Он сказал: я всю жизнь бегу, потому что за мной бегут, и когда я останавливаюсь, тишина догоняет меня и спрашивает: ну, что, живой? и я снова бегу, чтобы не отвечать. А ты не боишься, что тебя съедят? Я сказал: боюсь, потому что любой, кто родился тёплым, боится стать чужим теплом; но я понимаю, что страх – это не страж, а предупреждение, и если прислушаться к нему, можно выбрать красивую тропинку вместо короткой. Заяц приблизился и спросил чуть тише: а что ты ищешь? Я сказал: место, где меня не едят; не потому, что я слишком ценен для еды, а потому что там, где не едят, слушают дольше одной минуты. Заяц кивнул – кивком, который был почти прыжком: иди к реке, она рассказывает всем одно и то же, но каждый слышит в ней своё; у меня нет времени слушать, у меня есть дела, у меня всегда есть дела.

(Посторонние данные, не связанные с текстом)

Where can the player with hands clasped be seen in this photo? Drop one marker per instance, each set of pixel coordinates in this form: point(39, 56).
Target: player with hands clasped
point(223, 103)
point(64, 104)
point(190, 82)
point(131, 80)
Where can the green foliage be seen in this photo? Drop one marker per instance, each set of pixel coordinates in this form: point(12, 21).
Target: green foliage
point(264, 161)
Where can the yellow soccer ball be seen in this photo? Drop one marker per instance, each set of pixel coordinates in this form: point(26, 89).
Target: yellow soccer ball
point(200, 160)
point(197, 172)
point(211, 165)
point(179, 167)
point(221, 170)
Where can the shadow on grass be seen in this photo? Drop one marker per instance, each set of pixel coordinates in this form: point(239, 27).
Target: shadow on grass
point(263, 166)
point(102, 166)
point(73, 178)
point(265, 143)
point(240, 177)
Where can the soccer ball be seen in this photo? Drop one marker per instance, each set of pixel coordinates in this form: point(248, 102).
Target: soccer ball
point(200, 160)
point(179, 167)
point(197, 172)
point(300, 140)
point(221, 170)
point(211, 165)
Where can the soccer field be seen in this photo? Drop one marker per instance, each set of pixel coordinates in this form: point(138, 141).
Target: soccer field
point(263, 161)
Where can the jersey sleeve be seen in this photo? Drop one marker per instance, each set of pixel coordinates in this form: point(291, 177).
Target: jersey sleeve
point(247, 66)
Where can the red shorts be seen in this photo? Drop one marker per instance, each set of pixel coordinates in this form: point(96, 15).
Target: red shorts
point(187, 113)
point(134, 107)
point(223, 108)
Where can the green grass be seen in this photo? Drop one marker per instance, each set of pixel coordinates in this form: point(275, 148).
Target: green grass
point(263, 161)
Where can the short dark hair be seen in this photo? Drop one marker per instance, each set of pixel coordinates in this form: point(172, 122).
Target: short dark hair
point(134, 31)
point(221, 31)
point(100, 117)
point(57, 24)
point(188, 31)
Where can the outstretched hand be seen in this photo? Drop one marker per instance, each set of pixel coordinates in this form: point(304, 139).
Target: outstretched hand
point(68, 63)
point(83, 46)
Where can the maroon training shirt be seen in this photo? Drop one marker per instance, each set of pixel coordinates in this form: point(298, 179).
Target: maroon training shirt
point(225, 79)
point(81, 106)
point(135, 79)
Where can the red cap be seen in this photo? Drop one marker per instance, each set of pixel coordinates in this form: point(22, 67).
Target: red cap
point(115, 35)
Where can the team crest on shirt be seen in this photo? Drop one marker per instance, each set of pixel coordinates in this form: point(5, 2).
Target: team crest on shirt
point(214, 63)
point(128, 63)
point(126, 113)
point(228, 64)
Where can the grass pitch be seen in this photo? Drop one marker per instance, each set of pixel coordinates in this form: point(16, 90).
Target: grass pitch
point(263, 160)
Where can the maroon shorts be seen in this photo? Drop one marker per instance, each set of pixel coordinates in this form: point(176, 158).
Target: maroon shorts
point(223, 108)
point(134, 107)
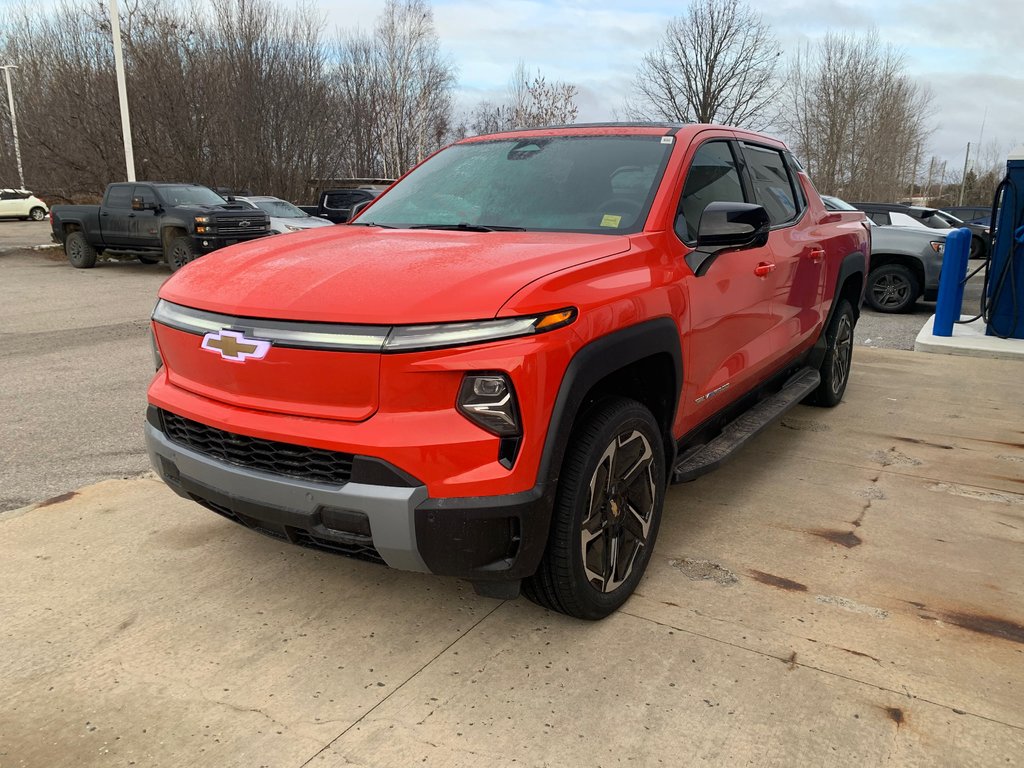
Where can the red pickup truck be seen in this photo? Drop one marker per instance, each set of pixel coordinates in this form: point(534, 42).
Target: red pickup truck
point(498, 369)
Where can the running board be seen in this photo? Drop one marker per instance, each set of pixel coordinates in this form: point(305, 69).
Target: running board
point(705, 458)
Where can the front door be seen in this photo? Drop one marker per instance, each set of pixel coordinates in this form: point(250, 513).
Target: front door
point(729, 305)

Я пожелал ему доброй дороги, хотя знал, что его дорога – это бег по окружности страха, и покатился дальше, и у меня внутри осталась маленькая белая тишина его вопроса, будто в мою корочку вложили перышко. Река была не широка, но очень уверена в своём пути, и она говорила обо всём сразу: о глади, которая кажется покоем, и о глубине, которая кажется молчанием, и о камнях, которые умеют ждать веками и всё же скользят, когда им шепчет течение. Я остановился на песке, и тёплые зернышки стали липнуть к моей стороне, как липнут к слову новые смыслы, когда оно слишком долго лежит на солнце. Вода спросила меня не человеческим голосом – у воды нет голоса, у воды есть рисунок, – и в этом рисунке было: ты круглый и лёгкий, зачем тебе берег, если ты создан для дороги?
Я сказал: дорога не только вперёд, дорога ещё и внутрь; я хочу узнать, что внутри у того, кто катится всегда по поверхности. Вода улыбнулась волной у моих ног и сказала: внутрь – это значит вглубь, а ты боишься глубины, потому что в ней нельзя катиться, в ней можно только доверять. Я задумался и впервые почувствовал тяжесть, очень лёгкую тяжесть, как пыльное пальто, которое кто-то повесил мне на плечи: это было знание, что на любой дороге есть мосты, а мосты появляются там, где кто-то согласился перестать быть только собой.
Я пересёк реку по бревну – оно скрипело, как старый стол, на котором писали важные письма, – и на другом берегу меня ждал Волк. Его глаза не были злые; они были голодные, то есть честные, – и в этой честности было что-то похожее на уважение к самой жизни. Он сказал: я вижу, ты маленький, ты годишься мне в еду; мир устроен просто, как пасть: то, что входит, становится частью меня, то, что не входит, остаётся снаружи. Почему я должен слушать тебя дольше одной минуты, если через минуту ты можешь стать моей силой? Я ответил: сила не в том, чтобы в тебя вошло много; сила в том, чтобы ты мог удержать то, что вошло, не разрушив его до неузнаваемости.